Dans les couloirs des universités russes, on croise ainsi plusieurs types d’étudiants: “ceux des cours du jour”, groupe le plus prestigieux; “ceux des cours du soir” qui se sont retrouvés moins bien classés au concours d’entrée; et ceux, plus rares, présents seulement aux périodes d’examens, qui suivent les cours par correspondance.

Ainsi, si les “étudiants du jour” peuvent entrer dans les musées au tarif étudiant, leurs collègues du soir ne peuvent bénéficier de ce privilège... Relégués au rang de semi-étudiants, ceux-ci ont pourtant le mérite de faire deux journées en une, boulot et études.

Nombreux sont ceux qui, après avoir suivi une première formation durant cinq ans, se lancent dans de nouvelles études, dites complémentaires. Parce que les cursus ne sont pas toujours adaptés, ou par précaution, les étudiants russes accumulent les diplômes. La quasi-absence de diplômes intermédiaires et de passerelles entre les différentes facultés enferme les étudiants dans des cursus longs et très spécialisés. En cumulant les diplômes, les étudiants essaient ainsi de se donner un profil plus complet: après des études de langue, on se lance dans de l’économie. Mais faire des études complémentaires coûte cher: selon la loi sur l’Education, l’Etat ne garantit des places gratuites que pour les formations “initiales”. Les universités sont ainsi libres d’instaurer le paiement des études complémentaires, ce qu’elles se sont empressées de faire.

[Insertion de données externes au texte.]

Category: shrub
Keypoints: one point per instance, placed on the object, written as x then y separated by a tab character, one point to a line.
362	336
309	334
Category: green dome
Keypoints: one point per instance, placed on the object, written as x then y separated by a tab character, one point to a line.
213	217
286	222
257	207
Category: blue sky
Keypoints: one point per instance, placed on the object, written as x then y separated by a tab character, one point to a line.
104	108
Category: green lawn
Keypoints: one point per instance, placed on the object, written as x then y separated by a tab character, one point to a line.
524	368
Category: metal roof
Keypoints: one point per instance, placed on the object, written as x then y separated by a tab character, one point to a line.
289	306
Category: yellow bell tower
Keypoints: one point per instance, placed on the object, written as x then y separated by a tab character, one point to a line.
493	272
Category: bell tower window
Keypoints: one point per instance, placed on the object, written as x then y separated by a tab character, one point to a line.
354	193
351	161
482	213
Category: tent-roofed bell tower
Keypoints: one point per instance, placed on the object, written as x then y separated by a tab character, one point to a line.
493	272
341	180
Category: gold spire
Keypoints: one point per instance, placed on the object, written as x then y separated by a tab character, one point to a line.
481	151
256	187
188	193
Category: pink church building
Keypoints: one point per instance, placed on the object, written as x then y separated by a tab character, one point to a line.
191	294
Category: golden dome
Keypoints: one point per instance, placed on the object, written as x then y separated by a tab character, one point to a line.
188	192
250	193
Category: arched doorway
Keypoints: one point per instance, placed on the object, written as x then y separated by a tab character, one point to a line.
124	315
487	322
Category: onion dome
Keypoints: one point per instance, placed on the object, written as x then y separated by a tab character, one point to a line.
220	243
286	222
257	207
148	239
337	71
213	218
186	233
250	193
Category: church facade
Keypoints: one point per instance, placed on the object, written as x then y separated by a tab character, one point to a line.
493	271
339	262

Economie et droit: un engouement continu

Les facultés de droit et d’économie restent parmi les plus prisées en Russie. Dans les meilleurs établissements proposant des cursus en économie et management, on ne compte pas moins de 7 à 10 candidats par place. En quelques années, le nombre de facultés dans ces domaines a crû considérablement et selon Vassili Kolessov, doyen de la faculté d’économie de l’Université de Moscou “les établissements supérieurs techniques, les instituts de médecine ouvrent des chaires d’économie. La profession en est dévaluée, les formations sont de mauvaises qualité”

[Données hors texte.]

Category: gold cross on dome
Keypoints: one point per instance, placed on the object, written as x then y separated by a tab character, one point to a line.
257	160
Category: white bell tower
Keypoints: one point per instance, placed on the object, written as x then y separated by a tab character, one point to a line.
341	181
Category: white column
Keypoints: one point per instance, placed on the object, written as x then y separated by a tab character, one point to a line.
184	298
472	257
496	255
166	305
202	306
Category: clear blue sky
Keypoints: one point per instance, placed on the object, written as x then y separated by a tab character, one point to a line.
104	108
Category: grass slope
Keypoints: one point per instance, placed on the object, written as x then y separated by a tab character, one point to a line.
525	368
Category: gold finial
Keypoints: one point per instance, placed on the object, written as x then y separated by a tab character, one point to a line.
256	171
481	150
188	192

En outre, depuis plusieurs années, le nombre de diplômés en économie est bien supérieur aux besoins du marché, selon la revue Dengui qui n’hésite pas publier fin juin la liste des 100 meilleurs diplômés en économie. Palmarès qui fait apparaître le fossé entre la réputation des établissements moscovites et les universités de province: les 100 diplômés ont été sélectionnés uniquement parmi les écoles moscovites.

Ne pas faire l’armée

“Je me prépare à entrer à l’institut de mécanique automobile de Moscou. Pour moi, le plus important en ce moment, c’est de réussir à entrer à l’institut: je ne veux pas aller à l’armée. A quoi bon perdre deux années?”. Kirill Tcheremissinov, élève en 11e à Moscou a encore ses chances. Ce n’est pas le cas de son camarade de classe Stanislav Kourakhtsiï qui confiait en juin au journal Bolchoï Gorod “ J’irai à l’institut automobile de Moscou. J’ai suivi durant deux ans les cours préparatoires mais j’ai loupé les examens de physique. Maintenant, il faut rejoindre les rangs. Je n’ai pas peur de l’armée mais ça me fait de la peine pour mes parents. Ils ont dépensé tant d’argent pour moi, et j’ai échoué.”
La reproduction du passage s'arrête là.